Deborah Harrop and Bea Turpin
Parallel session 1, Short Paper 1.4
This session will summarise research which aimed to investigate: What makes successful higher education informal learning spaces? The objectives were: to determine learners’ behaviours, attitudes and preferences in relation to where, what, when, how and why they use informal learning spaces at SHU; and enable evidence-based redevelopment of learning spaces.
This session will share research which sought to understand ‘What makes successful higher education informal learning spaces?’ and manifested itself in the redevelopment of informal learning spaces in the Learning Centres and the ongoing development of campus spaces at SHU. Findings from the aforementioned primary, empirical research culminated in the creation of a typology of nine learning space preference attributes and the assertion that all nine attributes must be given due consideration when designing and evaluating informal learning spaces. The typology is underpinned by a theoretical framework derived from existing published literature and is drawn from the disciplines of learning theory, placemaking and architecture and the need for an understanding of the synergy between the three. The typology of learning space preference attributes will be shared, alongside examples of how it led to the implementation of real changes to learning spaces at SHU.

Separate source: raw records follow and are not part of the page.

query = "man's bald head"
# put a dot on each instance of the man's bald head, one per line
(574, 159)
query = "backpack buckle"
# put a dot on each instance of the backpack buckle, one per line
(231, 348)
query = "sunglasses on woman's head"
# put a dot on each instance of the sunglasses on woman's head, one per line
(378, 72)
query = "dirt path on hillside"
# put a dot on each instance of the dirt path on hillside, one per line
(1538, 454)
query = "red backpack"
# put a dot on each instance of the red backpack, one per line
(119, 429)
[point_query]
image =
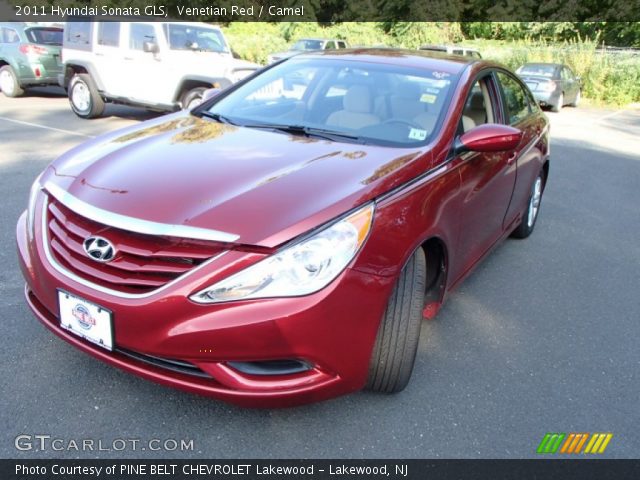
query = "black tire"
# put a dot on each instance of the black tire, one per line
(529, 219)
(576, 101)
(394, 352)
(193, 95)
(84, 98)
(556, 107)
(15, 89)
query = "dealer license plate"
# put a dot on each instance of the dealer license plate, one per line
(86, 319)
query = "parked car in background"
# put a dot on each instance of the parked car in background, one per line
(271, 249)
(452, 50)
(309, 45)
(553, 84)
(161, 66)
(29, 56)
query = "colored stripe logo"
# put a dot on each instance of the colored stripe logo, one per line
(573, 443)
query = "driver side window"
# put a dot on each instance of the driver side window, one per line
(478, 109)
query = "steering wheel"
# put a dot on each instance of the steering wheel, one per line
(400, 121)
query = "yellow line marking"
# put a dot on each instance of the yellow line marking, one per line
(590, 444)
(584, 439)
(607, 439)
(574, 443)
(567, 442)
(596, 445)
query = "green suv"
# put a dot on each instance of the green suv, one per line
(29, 56)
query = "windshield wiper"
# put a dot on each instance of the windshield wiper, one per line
(308, 131)
(217, 117)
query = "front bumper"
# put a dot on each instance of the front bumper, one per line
(332, 331)
(546, 99)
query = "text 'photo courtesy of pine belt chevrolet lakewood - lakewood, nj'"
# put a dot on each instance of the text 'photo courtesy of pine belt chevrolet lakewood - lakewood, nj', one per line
(280, 240)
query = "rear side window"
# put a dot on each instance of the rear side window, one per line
(109, 34)
(139, 34)
(45, 36)
(515, 97)
(78, 33)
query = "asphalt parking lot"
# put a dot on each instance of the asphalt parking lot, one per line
(543, 337)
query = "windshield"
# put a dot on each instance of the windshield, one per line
(363, 102)
(45, 36)
(538, 70)
(187, 37)
(307, 45)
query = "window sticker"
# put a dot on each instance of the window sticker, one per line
(417, 134)
(428, 98)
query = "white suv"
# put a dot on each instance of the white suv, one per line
(161, 66)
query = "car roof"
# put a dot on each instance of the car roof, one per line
(545, 64)
(319, 39)
(432, 60)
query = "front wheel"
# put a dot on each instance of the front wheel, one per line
(533, 208)
(576, 102)
(559, 104)
(396, 345)
(84, 98)
(9, 82)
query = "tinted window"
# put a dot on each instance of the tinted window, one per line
(307, 45)
(187, 37)
(516, 98)
(477, 109)
(10, 36)
(79, 33)
(45, 36)
(380, 104)
(538, 70)
(109, 34)
(139, 34)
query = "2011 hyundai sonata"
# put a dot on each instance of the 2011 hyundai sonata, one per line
(282, 242)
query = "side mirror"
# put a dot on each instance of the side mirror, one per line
(210, 93)
(150, 47)
(490, 137)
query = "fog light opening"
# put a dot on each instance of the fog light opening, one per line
(271, 367)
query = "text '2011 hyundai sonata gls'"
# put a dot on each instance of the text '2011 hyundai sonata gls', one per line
(281, 243)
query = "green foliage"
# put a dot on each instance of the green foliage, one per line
(608, 77)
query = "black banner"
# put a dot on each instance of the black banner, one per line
(318, 469)
(325, 10)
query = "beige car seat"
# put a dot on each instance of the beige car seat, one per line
(356, 112)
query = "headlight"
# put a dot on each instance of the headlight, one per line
(31, 208)
(300, 269)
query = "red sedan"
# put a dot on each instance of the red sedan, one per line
(281, 243)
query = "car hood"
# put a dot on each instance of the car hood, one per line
(261, 186)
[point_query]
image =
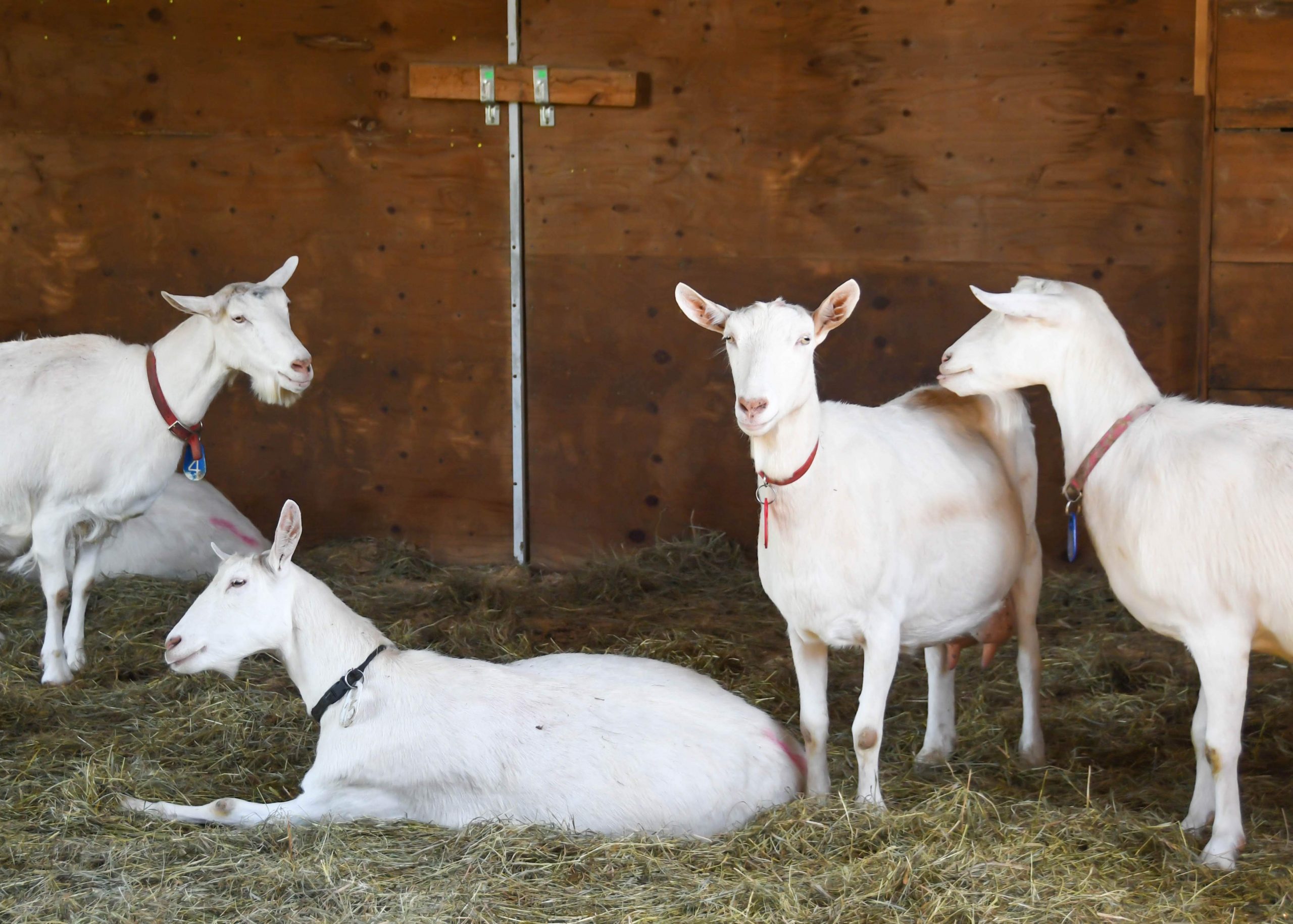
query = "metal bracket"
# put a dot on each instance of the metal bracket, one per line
(488, 95)
(548, 112)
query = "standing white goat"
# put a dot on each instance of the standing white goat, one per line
(897, 527)
(1191, 509)
(589, 742)
(86, 444)
(174, 538)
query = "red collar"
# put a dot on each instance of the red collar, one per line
(766, 495)
(1074, 490)
(190, 435)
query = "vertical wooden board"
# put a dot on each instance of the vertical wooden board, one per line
(283, 68)
(401, 297)
(1255, 68)
(631, 420)
(786, 149)
(1251, 338)
(1253, 197)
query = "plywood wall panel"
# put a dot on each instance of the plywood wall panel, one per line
(1255, 69)
(1253, 197)
(789, 147)
(401, 297)
(1251, 342)
(631, 421)
(283, 68)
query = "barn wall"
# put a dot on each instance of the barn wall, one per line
(917, 147)
(1251, 341)
(181, 147)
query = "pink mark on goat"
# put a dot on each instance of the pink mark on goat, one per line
(225, 524)
(795, 757)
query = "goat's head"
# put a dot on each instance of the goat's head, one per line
(246, 609)
(254, 334)
(770, 346)
(1026, 335)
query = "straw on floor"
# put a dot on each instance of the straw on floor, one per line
(1091, 838)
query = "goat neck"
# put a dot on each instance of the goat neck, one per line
(780, 452)
(188, 369)
(1093, 387)
(327, 639)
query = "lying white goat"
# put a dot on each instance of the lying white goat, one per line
(1191, 509)
(87, 444)
(174, 538)
(895, 527)
(589, 742)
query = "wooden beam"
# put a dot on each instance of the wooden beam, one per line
(514, 83)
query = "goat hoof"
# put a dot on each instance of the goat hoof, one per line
(1220, 857)
(1197, 826)
(873, 805)
(1031, 756)
(57, 673)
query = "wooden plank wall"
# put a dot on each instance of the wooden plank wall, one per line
(1251, 339)
(789, 147)
(180, 145)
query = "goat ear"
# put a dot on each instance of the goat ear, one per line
(286, 536)
(709, 315)
(280, 277)
(207, 306)
(1044, 307)
(837, 308)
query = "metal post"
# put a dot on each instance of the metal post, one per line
(520, 506)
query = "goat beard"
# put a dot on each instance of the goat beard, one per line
(269, 391)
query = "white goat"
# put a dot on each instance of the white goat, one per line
(1191, 509)
(174, 538)
(86, 446)
(908, 526)
(590, 742)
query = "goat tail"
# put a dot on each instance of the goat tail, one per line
(1010, 431)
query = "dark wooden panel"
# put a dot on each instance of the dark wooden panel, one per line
(283, 68)
(633, 434)
(1004, 131)
(1251, 342)
(513, 83)
(1253, 197)
(790, 147)
(401, 297)
(1255, 66)
(1271, 399)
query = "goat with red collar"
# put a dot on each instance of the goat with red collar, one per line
(92, 430)
(901, 527)
(1188, 505)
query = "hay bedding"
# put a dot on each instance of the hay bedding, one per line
(1090, 839)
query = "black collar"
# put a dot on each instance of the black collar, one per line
(350, 680)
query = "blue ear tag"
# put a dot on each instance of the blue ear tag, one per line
(194, 469)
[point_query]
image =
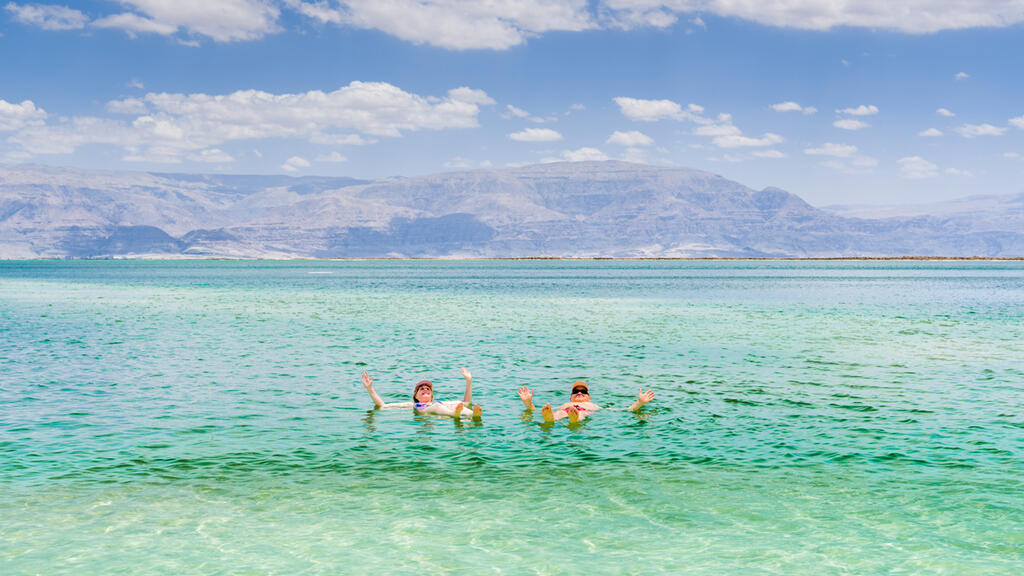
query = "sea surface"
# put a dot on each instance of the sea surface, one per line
(810, 417)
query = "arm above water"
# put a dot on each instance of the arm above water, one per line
(368, 382)
(642, 398)
(467, 398)
(526, 396)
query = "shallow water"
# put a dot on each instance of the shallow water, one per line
(827, 417)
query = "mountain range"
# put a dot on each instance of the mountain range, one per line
(578, 209)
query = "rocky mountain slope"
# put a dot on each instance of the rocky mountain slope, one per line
(562, 209)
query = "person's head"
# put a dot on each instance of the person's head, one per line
(423, 393)
(580, 392)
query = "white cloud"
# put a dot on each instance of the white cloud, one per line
(580, 155)
(835, 150)
(913, 16)
(222, 21)
(212, 156)
(652, 111)
(133, 107)
(850, 124)
(333, 157)
(295, 163)
(517, 112)
(794, 107)
(859, 111)
(632, 138)
(536, 135)
(973, 130)
(457, 25)
(916, 168)
(176, 124)
(513, 112)
(17, 116)
(47, 16)
(134, 24)
(725, 134)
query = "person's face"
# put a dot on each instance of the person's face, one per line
(424, 395)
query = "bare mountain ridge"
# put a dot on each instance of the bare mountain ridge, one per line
(563, 209)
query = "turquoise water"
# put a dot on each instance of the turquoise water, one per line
(826, 417)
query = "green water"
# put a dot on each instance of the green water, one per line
(810, 418)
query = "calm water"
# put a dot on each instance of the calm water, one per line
(810, 418)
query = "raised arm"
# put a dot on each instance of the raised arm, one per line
(642, 398)
(368, 382)
(526, 396)
(467, 398)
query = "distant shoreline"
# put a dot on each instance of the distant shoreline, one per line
(556, 258)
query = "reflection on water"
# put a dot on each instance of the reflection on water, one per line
(810, 417)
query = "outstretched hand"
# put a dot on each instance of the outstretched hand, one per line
(526, 395)
(644, 398)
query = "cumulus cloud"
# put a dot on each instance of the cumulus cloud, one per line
(134, 24)
(175, 124)
(514, 112)
(17, 116)
(859, 111)
(128, 106)
(632, 138)
(536, 135)
(974, 130)
(913, 16)
(333, 157)
(457, 25)
(221, 21)
(850, 124)
(653, 111)
(295, 164)
(835, 150)
(212, 155)
(768, 154)
(584, 155)
(47, 16)
(725, 134)
(916, 168)
(794, 107)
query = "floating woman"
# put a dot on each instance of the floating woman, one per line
(579, 406)
(423, 399)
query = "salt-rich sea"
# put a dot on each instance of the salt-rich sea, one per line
(811, 417)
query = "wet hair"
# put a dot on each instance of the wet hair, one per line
(421, 384)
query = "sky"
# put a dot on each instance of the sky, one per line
(871, 101)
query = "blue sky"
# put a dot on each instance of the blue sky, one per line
(838, 104)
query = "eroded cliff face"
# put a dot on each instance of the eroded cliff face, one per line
(563, 209)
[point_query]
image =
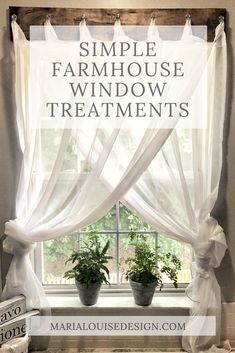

Jamieson (2007) calls for new spaces that challenge the status quo and the ambition is for the typology to be used as a partial response to this. To fully respond, it is hoped this research will join up with research on formal and virtual learning spaces and in doing so ensure the construction of interrelated, complimentary and coherent SHU learning spaces.
JAMIESON, P. with contributions from MIGLIS, P., HOLM, J. and PEACOCK, J. (2007). Creating new generation learning environments on the university campus. Adelaide, South Australia, Woods Bagot Research Press.